Zhang Han (张翰) as Hua Long, a member of the SSIU he possesses high intelligence and expectational skills, he is meticulous, dislikes to follow rules, and enjoys investigating cases from the killer's perspective.

Eric Tsang (曾志伟) as Professor Liang (Liang Shuye), the leader of the SSIU, she is highly experienced and keen in observing human behavior and psychology, known in the police force as a "human lie detector."

Yu Xiaotong (于小彤) as Bao Zhan, a member of the SSIU he possesses extensive knowledge and a calm mind.
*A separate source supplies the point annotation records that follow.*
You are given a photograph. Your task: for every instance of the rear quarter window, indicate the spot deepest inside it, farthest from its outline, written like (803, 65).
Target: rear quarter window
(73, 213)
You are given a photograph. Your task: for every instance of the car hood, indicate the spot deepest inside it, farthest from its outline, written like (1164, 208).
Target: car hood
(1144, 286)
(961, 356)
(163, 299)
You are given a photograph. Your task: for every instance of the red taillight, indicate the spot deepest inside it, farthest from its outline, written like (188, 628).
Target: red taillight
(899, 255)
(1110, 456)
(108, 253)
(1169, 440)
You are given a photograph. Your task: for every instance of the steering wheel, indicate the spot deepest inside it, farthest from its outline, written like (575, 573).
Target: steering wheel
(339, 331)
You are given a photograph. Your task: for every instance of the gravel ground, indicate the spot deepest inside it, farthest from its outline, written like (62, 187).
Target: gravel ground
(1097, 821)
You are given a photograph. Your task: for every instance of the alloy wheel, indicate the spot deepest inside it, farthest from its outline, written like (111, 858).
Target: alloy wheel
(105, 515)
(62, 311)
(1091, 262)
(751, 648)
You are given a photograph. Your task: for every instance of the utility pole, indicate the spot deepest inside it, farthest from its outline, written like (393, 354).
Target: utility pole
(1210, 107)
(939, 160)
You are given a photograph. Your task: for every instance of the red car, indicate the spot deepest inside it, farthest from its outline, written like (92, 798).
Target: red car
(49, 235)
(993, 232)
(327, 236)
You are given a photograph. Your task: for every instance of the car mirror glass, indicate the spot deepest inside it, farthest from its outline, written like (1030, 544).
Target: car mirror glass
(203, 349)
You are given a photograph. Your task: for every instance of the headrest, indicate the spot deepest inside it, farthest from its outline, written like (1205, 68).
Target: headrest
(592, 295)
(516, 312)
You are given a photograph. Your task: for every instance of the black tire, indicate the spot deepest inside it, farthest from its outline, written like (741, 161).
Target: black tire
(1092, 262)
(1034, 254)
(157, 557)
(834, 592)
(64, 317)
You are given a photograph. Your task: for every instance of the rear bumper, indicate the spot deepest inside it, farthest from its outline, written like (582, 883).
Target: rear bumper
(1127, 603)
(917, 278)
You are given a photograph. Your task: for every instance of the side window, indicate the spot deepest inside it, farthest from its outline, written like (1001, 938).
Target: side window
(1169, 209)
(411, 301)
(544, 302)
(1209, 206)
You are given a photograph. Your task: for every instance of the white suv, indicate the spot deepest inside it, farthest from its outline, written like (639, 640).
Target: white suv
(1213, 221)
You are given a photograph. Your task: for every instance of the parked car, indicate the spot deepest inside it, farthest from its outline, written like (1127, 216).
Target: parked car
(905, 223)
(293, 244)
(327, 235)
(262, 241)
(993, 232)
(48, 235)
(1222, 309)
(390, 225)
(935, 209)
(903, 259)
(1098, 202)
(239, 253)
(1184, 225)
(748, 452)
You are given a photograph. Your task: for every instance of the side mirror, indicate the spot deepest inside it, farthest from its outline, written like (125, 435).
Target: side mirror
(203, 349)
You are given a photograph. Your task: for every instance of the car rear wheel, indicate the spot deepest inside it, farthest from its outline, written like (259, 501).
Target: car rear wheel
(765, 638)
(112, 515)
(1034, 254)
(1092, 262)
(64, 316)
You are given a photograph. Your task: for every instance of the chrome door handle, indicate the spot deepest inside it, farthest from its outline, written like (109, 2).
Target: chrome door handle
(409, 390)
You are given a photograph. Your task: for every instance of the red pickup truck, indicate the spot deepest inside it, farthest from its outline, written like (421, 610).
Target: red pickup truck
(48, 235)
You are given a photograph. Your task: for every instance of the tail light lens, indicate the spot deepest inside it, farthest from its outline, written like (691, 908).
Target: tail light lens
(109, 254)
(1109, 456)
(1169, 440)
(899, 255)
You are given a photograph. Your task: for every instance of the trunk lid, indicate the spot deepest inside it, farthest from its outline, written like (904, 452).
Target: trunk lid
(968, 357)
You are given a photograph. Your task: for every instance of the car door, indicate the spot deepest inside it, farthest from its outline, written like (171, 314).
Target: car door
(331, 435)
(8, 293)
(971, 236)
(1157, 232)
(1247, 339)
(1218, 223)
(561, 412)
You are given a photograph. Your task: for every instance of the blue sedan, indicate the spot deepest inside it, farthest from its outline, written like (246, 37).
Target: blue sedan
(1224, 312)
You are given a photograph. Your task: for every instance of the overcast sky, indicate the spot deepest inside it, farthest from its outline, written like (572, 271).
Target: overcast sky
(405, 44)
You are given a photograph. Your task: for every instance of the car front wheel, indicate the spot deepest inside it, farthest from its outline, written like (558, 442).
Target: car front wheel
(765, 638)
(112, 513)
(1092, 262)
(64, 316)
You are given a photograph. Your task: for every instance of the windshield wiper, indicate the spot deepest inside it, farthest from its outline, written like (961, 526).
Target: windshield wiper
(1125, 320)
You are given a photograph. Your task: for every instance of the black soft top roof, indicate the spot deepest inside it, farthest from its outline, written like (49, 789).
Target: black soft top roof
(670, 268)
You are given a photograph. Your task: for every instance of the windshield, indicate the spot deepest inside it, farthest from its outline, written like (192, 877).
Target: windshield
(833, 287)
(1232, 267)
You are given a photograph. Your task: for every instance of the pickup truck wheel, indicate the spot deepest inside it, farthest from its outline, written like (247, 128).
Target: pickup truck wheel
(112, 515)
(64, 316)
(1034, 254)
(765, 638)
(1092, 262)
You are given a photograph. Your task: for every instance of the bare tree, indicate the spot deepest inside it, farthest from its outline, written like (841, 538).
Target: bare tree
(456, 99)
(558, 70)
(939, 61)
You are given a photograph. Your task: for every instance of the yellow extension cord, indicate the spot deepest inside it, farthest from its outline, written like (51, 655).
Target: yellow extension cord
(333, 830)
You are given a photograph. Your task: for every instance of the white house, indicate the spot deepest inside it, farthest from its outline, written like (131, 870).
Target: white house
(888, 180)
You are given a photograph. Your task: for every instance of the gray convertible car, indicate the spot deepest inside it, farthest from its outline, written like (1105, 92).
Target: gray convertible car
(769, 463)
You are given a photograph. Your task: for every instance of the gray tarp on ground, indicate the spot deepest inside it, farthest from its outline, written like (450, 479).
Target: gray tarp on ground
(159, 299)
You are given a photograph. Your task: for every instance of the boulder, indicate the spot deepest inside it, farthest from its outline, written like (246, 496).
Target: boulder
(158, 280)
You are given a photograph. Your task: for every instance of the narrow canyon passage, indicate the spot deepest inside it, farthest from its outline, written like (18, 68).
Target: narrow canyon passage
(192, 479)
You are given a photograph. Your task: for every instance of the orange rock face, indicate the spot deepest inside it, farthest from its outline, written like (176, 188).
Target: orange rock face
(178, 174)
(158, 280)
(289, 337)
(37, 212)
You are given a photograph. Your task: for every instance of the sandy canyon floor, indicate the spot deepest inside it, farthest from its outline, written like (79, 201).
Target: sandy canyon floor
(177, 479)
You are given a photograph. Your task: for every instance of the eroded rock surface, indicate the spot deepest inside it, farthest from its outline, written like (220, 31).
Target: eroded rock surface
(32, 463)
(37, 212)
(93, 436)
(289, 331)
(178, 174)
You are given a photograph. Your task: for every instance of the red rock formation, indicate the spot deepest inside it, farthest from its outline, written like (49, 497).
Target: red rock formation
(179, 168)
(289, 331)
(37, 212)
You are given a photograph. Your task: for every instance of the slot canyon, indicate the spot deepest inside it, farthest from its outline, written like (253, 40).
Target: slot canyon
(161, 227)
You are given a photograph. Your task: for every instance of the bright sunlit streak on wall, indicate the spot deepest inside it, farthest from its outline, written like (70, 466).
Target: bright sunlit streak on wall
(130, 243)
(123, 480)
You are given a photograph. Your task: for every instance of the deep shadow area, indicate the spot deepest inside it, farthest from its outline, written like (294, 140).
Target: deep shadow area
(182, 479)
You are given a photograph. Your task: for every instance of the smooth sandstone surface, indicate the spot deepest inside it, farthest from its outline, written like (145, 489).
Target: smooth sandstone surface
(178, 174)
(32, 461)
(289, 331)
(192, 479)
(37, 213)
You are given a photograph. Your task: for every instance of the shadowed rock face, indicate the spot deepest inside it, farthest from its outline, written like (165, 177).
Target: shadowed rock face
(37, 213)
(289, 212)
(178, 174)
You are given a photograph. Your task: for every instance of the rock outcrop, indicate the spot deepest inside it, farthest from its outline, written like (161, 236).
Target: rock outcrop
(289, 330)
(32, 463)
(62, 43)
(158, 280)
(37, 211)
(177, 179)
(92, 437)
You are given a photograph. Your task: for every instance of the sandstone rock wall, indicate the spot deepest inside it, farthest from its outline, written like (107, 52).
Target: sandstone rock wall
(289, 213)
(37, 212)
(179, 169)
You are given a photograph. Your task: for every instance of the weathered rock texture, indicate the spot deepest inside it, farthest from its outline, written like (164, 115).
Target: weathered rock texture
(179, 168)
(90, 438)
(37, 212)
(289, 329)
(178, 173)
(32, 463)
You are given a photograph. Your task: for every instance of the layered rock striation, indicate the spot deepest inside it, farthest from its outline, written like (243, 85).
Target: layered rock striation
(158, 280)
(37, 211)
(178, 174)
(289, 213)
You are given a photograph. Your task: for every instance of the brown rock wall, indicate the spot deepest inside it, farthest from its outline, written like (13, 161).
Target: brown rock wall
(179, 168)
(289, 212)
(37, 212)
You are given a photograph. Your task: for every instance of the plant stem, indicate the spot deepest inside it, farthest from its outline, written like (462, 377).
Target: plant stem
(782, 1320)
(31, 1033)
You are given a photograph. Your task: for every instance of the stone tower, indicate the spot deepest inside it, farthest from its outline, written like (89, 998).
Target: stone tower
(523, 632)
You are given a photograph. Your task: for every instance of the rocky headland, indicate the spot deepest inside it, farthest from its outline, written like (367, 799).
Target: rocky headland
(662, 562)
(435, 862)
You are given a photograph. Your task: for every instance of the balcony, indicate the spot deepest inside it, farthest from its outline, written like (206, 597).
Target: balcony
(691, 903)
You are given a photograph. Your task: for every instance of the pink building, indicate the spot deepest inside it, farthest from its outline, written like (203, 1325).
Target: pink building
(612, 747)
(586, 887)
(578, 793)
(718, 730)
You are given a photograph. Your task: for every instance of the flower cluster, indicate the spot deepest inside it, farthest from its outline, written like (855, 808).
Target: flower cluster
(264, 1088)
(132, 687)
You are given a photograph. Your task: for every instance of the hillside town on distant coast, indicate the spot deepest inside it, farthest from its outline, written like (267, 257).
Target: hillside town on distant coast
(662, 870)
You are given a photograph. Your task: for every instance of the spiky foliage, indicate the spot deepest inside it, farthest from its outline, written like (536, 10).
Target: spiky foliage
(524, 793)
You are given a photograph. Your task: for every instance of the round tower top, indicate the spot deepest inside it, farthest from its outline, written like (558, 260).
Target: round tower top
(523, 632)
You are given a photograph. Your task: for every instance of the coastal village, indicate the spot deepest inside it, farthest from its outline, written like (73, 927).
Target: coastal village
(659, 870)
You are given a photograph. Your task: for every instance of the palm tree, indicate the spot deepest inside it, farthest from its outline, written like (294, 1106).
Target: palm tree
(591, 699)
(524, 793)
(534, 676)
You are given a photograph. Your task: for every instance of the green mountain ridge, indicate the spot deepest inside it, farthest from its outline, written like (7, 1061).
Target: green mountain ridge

Zhang Yamei (张雅玫) as Su Mei, a member of the SSIU she is a IT technology expert.

== Legacy ==
The novel inspired the manga series villainous group known as The Deadly Ten or the Ten Deadly Sins, based off the same name as the novels. The Deadly Ten are inspired by both the Ten Commandments and the seven deadly sins from Christian theology. The members are Immortal, Illusion, King, Void, Lure, Acid, Blitz, Ice, Rage and Glitch. They were upgraded through a brutal experiment made by Darkness, called the Experimental Draft. Were Darkness put them through experiments against their will; only these ten survived and became the Deadly 10, they are all bounded by soul contracts forced upon them by Darkness. The sins they represent are pride (Immortal), wrath (Rage), gluttony (King), greed (Blitz), envy (Acid), lust (Lure), sloth (Illusion), lying (Void), despair (Ice), and vainglory (Glitch). The commandments they represent are "You shall have no other gods before me" (Immortal), "You shall not kill" (Rage), "You shall not covet" (Acid), "You shall not commit adultery" (Lure), "You shall not make any graven images" (Glitch), "You shall not steal" (Blitz), "Honor your father and mother" (Illusion), "You shall not take the Lord's name in vain" (King), "Remember the Sabbath day" (Ice), and "You shall not lie" (Void).